Maria Paris dans « Victim of circumstances » travaille avec l’espace : elle prend en photo au même moment sa chambre à coucher et le ciel. Elle superpose ensuite les deux images, et matérialise les étoiles par des trous réalisés dans les photos. Certaines parties de sa chambre deviennent illisibles, invisibles au hasard des circonstances stellaires. Mais la victimisation ne s’arrête point là : ces trouées riment et se décuplent avec les réflexions des spots d’éclairage sur la vitre devant la photo. Et avec ces trouées de lumière c’est nous mêmes, spectateur, selon les circonstances de nos déplacements qui trouons, altérons, rendons illisible la chambre à coucher. Le hasard de la place des étoiles comme les hasards de notre place assujettissent la connaissance.

Alicia Renaudin photographie des installations dans lesquelles elle insère des matériaux différents jusqu’à créer un trou noir qui va rendre invisible une partie de la photo, et qui se déplace – comme chez Marie Paris avec le spectateur/trice. Sa seconde œuvre est composée de 3 colonnes qui reprend ce jeu entre visible et invisible, ouvrir et fermer les yeux de la jeune femme selon nos passages et positions.

L’invisible c’est aussi ce que Quentin Mornay nous propose de découvrir sur ces peaux de cuir. Il utilise la technique de la photogrammétrie, utilisée en archéologie par exemple, qui à partir de prises photographiques permet de reconstituer un espace/un objet en 3D avec l’aide d’un ordinateur. Mais le système n’est pas infaillible. Et ce qui nous est donné de voir, ce n’est une vallée, mais des volumes qui ont échappé au dispositif photographique. Le programme informatique a quant à lui matérialisé l’invisible. Les effets sont d’autant plus accentués par la sinuosité et le relief des peaux exposées.
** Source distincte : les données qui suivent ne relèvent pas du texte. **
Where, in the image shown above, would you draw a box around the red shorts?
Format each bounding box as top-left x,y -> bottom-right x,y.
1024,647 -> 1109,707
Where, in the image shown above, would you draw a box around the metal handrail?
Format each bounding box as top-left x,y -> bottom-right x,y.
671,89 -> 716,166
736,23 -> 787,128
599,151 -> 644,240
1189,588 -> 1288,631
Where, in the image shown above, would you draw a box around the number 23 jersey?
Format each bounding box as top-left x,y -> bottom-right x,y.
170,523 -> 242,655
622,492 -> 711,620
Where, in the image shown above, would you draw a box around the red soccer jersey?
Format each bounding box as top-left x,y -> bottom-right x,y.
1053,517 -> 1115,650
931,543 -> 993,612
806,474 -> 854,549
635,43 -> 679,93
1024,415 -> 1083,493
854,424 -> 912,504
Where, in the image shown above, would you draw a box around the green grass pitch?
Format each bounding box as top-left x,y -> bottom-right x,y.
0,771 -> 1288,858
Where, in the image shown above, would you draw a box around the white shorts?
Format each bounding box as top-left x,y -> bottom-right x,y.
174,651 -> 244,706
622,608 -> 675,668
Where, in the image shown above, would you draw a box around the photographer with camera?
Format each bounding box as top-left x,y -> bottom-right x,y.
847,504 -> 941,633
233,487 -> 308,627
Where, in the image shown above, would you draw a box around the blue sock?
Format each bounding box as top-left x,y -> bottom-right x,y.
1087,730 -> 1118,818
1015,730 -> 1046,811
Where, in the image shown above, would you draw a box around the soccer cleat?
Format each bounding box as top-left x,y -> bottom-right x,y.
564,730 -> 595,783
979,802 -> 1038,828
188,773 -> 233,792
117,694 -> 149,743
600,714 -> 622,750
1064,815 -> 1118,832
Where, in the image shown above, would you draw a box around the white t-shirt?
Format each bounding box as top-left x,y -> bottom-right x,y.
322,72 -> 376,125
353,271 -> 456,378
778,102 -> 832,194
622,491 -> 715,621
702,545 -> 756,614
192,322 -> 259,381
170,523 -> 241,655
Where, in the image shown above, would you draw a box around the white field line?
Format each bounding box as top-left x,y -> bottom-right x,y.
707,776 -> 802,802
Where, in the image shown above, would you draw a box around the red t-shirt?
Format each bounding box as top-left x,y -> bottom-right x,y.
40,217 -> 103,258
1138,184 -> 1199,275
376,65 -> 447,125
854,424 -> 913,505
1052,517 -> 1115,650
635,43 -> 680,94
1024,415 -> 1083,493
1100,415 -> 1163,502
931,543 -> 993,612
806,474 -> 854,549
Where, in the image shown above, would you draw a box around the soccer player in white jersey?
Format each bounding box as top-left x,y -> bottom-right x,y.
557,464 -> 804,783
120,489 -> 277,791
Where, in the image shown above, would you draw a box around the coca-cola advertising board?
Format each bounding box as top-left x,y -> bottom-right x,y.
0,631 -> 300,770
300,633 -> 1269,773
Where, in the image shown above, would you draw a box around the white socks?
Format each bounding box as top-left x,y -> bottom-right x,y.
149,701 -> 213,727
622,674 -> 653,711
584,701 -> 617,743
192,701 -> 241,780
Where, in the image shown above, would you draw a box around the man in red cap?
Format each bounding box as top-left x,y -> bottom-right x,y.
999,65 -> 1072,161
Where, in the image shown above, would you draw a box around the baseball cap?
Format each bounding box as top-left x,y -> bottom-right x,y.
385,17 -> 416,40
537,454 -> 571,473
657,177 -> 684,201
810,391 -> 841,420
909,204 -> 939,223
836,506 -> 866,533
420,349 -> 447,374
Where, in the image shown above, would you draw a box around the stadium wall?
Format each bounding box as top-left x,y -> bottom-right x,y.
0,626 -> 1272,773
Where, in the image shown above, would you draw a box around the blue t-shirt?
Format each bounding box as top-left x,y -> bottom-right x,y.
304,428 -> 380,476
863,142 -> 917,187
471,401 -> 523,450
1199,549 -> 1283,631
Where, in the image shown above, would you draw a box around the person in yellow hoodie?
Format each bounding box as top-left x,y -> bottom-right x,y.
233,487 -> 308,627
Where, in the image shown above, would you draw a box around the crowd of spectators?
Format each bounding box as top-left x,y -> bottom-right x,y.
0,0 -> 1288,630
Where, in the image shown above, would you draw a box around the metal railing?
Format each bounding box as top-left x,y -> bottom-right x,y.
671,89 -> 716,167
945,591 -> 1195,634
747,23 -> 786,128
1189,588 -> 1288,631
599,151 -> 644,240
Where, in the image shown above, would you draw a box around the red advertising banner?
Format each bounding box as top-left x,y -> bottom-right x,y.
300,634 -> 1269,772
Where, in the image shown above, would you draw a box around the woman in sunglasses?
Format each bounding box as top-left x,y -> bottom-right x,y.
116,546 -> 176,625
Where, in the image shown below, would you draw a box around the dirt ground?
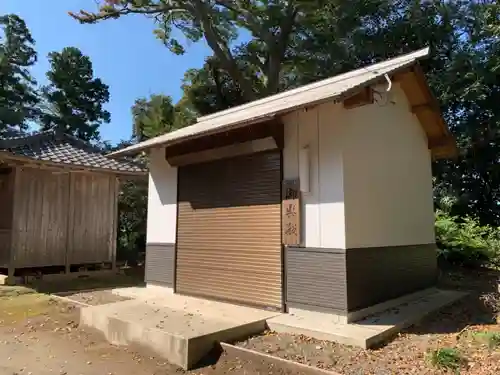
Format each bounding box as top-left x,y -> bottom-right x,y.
57,290 -> 130,306
0,287 -> 312,375
237,271 -> 500,375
Le relief est également mis à profit par Yuan Yue pour créer une déformation de l’espace et, par voie de conséquence, de l’image. Nous sommes déconcertés par la progression vers le haut de ces gouttes d’eau qui échappent à la loi de la gravité, du plat et du relief. Nous sommes tout autant déconcertés lors que l’on se rapproche du sceau rouge, esseulé dans le coin, sorte de clin qui fait écho à la première œuvre de cet artiste, où l’on entend des gouttes d’eau mais rien n’est visible.
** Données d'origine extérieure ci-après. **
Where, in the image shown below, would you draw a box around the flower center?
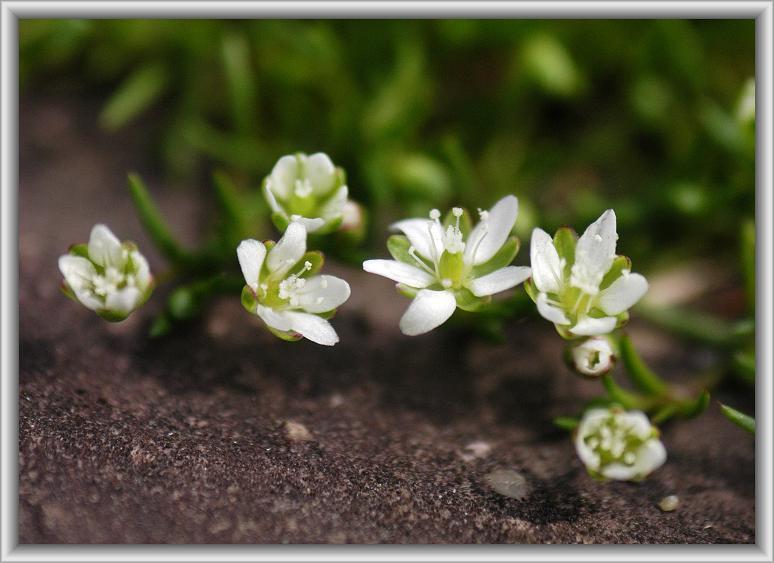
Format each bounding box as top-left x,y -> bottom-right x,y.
583,415 -> 645,467
277,260 -> 312,307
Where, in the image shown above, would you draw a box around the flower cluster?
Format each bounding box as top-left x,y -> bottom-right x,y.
237,222 -> 350,346
525,209 -> 648,339
363,196 -> 530,336
59,225 -> 153,321
263,153 -> 359,234
575,407 -> 666,481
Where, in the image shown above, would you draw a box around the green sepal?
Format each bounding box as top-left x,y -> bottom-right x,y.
454,287 -> 492,312
67,243 -> 91,262
264,323 -> 303,342
720,403 -> 755,434
524,278 -> 540,303
618,334 -> 668,396
554,227 -> 578,277
271,211 -> 290,233
443,207 -> 473,239
473,237 -> 521,278
299,250 -> 325,278
387,235 -> 416,265
395,283 -> 419,299
95,309 -> 129,323
599,256 -> 632,289
552,416 -> 580,432
241,285 -> 258,315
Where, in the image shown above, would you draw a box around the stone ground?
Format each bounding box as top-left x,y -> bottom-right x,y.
19,94 -> 755,543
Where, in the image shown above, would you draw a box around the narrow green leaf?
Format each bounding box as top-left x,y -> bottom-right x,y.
619,335 -> 667,396
129,173 -> 190,264
602,374 -> 644,409
553,416 -> 580,432
720,403 -> 755,434
99,63 -> 169,131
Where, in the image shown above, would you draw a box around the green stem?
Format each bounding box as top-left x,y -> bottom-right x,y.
129,173 -> 192,265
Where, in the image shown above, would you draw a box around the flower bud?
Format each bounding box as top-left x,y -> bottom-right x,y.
575,407 -> 666,481
569,336 -> 615,377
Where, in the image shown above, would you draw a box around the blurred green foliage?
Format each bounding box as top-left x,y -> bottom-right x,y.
20,20 -> 755,269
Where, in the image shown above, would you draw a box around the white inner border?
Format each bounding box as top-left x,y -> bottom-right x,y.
0,0 -> 774,563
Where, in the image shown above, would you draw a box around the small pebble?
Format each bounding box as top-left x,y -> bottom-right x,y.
658,495 -> 680,512
484,469 -> 530,500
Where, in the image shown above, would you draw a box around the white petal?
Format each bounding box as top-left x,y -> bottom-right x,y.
304,152 -> 336,196
597,273 -> 648,315
570,317 -> 617,336
237,239 -> 266,291
284,311 -> 339,346
570,209 -> 618,295
59,254 -> 97,291
297,275 -> 350,313
266,221 -> 306,276
129,250 -> 151,291
255,305 -> 290,332
105,286 -> 142,313
465,195 -> 519,265
363,260 -> 435,288
291,215 -> 325,233
529,229 -> 562,293
400,289 -> 457,336
89,224 -> 123,267
320,186 -> 349,221
468,266 -> 531,297
390,219 -> 443,262
269,155 -> 298,199
535,293 -> 570,325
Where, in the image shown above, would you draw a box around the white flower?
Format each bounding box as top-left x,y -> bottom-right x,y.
575,407 -> 666,481
363,195 -> 530,336
525,209 -> 648,338
263,152 -> 349,234
570,336 -> 615,377
59,225 -> 153,321
237,222 -> 350,346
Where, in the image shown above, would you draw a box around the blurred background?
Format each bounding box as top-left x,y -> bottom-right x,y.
20,20 -> 755,270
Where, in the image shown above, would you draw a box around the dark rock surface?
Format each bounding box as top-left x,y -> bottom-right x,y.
19,99 -> 755,543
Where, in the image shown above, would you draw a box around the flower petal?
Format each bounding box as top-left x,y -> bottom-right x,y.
266,221 -> 306,276
284,311 -> 339,346
535,293 -> 570,325
129,250 -> 151,291
59,254 -> 97,291
597,272 -> 648,315
320,186 -> 349,221
363,260 -> 435,288
237,239 -> 266,291
267,155 -> 298,199
296,275 -> 350,313
465,195 -> 519,266
255,305 -> 291,332
400,289 -> 457,336
105,286 -> 142,314
570,209 -> 618,295
89,224 -> 123,267
303,152 -> 336,196
529,229 -> 562,293
570,317 -> 617,336
390,219 -> 443,262
468,266 -> 532,297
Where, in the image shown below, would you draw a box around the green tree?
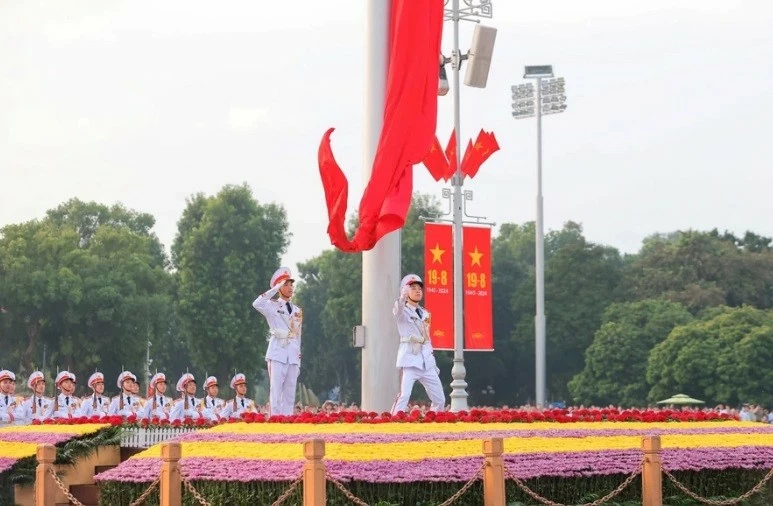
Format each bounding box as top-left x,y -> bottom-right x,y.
569,299 -> 692,406
296,195 -> 450,401
493,222 -> 623,403
0,200 -> 172,392
623,229 -> 773,313
172,184 -> 290,386
647,306 -> 773,405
Le point de vue est central aussi pour la somptuosité des textures produites au fusain noir/blanc que Marine Bikard projette sur des tulles suspendues. Nous augmentons et dosons la densité du grésillement gris, la stridence des blancs, l’inflexion des courbures, selon notre emplacement, jusqu’à apercevoir leur échappé sur l’arrondi du mur. Pour notre grand plaisir, nous produisons un visible possible et incertain.
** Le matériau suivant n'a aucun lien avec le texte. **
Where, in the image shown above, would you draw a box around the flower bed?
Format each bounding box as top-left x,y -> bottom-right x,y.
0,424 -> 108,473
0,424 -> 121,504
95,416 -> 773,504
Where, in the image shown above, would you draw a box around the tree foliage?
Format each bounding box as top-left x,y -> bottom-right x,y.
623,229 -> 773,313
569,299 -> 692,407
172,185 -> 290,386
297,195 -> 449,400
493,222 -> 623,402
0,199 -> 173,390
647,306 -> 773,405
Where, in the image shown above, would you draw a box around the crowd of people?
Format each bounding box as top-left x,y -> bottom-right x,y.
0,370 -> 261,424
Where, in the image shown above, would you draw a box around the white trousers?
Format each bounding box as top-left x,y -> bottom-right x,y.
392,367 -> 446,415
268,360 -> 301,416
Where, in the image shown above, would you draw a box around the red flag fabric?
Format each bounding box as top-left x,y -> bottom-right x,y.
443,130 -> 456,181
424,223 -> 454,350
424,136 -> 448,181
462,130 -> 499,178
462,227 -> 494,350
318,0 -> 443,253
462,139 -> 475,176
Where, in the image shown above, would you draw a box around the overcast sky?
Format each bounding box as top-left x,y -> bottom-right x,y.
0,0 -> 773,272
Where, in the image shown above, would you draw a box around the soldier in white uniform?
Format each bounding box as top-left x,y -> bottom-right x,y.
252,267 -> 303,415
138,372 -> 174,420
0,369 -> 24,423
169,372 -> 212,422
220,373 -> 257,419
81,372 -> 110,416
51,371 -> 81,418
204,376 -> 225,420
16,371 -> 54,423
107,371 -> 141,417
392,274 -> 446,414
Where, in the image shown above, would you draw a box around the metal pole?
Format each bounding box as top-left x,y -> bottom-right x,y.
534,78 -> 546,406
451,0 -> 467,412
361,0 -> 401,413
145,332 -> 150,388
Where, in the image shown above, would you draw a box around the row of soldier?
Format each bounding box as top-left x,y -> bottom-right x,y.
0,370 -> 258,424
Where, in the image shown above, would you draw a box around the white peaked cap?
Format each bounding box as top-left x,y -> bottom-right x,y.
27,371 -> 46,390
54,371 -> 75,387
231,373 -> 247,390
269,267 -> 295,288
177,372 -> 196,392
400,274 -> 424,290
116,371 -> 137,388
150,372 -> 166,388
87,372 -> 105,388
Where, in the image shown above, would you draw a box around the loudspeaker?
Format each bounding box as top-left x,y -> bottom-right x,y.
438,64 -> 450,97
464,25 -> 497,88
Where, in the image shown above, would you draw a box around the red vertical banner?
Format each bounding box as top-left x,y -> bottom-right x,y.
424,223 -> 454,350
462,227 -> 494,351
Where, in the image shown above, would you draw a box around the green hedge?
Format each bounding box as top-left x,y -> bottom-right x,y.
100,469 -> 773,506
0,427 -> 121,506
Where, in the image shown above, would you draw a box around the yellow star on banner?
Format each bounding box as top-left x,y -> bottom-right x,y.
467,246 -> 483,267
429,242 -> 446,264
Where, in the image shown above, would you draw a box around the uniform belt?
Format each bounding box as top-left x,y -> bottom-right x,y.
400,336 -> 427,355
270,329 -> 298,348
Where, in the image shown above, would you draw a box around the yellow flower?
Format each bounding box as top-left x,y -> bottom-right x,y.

Combien de fois avons-nous été attirés par ces vitrines de boutiques occultées par de la peinture. La curiosité ne vous incite-t-elle pas à regarder ce qui se passe de l’autre côté ? Pablo Prieto joue sur cette ambiguïté. Il crée des scènes de chantier qui nous poussent à un certain voyeurisme. La photo ne se dévoile que par morceaux et nous oblige à nous déplacer pour en appréhender l’ensemble qui ne se révélera jamais.